# Document Splitting

In [18]:
import os
import sys
import langchain
from langchain.document_loaders import PyPDFLoader
from dotenv import load_dotenv
import json
from pylatexenc.latexencode import UnicodeToLatexEncoder
import re
from langchain.text_splitter import RecursiveCharacterTextSplitter, CharacterTextSplitter, TokenTextSplitter
import tiktoken

In [2]:
load_dotenv()
TEXTBOOK_DIRECTORY = os.getenv('TEXTBOOK_DIRECTORY')
DATA_DIRECTORY = os.getenv('DATA_DIRECTORY')

## Define Splitter

In [29]:
chunk_size = 521
chunk_overlap = 0

r_splitter = RecursiveCharacterTextSplitter(
    chunk_size=chunk_size,
    chunk_overlap=chunk_overlap
)
c_splitter = CharacterTextSplitter(
    chunk_size=chunk_size,
    chunk_overlap=chunk_overlap
)
t_splitter = TokenTextSplitter(
    chunk_size=chunk_size,
    chunk_overlap=chunk_overlap
)

## Load plain text data

In [51]:
with open('./textbook_config.json') as f:
    textbook_config = json.load(f)

print("Textbooks: ", textbook_config.keys())

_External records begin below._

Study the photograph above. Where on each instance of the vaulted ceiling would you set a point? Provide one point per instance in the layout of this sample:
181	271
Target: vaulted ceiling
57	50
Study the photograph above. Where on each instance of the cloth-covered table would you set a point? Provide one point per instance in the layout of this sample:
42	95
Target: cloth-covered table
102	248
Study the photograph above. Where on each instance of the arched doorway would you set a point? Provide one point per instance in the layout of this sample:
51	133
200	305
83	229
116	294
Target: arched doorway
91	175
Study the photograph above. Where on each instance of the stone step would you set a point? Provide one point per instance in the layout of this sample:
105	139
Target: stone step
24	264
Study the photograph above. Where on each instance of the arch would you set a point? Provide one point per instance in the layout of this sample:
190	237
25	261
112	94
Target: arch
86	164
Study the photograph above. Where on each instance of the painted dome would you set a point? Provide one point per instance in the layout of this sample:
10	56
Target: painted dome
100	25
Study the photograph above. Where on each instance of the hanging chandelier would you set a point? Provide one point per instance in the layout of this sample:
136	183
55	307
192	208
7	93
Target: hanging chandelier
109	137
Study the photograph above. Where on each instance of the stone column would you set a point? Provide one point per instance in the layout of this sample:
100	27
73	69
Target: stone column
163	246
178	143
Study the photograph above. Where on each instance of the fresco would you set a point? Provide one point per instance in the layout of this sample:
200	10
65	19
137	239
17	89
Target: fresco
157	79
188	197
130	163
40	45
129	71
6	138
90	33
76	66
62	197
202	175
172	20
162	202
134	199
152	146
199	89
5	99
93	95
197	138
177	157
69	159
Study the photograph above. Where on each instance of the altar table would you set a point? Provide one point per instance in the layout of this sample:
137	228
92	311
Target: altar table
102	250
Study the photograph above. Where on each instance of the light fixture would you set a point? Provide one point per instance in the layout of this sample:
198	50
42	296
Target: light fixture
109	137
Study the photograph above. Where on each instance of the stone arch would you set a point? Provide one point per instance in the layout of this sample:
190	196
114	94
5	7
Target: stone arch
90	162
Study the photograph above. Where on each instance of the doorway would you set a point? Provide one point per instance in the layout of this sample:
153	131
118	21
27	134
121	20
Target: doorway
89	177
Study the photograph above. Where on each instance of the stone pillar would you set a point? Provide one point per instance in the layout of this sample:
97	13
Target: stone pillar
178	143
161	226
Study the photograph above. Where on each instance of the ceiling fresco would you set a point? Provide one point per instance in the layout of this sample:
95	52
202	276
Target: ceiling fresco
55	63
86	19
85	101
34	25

Textbooks:  dict_keys(['Deep Learning', 'Stanford CS229', 'Math for Machine Learning', 'The Elements of Statistical Learning', 'An Introduction to Statistical Learning'])


## Split data into chunks

In [60]:
total_chunks = 0
textbook_chunks = {}

for book_name, book_info in textbook_config.items():
    textbook_chunks[book_name] = {
        "authors": book_info.get("authors", []),
        "year": book_info.get("year", ""),
        "chapters": []
    }
    for chapter in book_info['chapters']:
        for chapter_number, page_range in chapter.items():

            chapter_directory = f'{DATA_DIRECTORY}/{book_name}/{chapter_number}.txt'
            with open(chapter_directory, 'r', encoding='utf-8') as file:
                chapter_content = file.read()
            chunks = t_splitter.split_text(chapter_content)
            total_chunks += len(chunks)

            textbook_chunks[book_name]["chapters"].append({chapter_number: chunks})

print(f"Split the knowledge base into {total_chunks} chunks.")

with open(f'{DATA_DIRECTORY}/chunks.json', 'w', encoding='utf-8') as file:
    json.dump(textbook_chunks, file, ensure_ascii=False, indent=4)

Split the knowledge base into 522 chunks.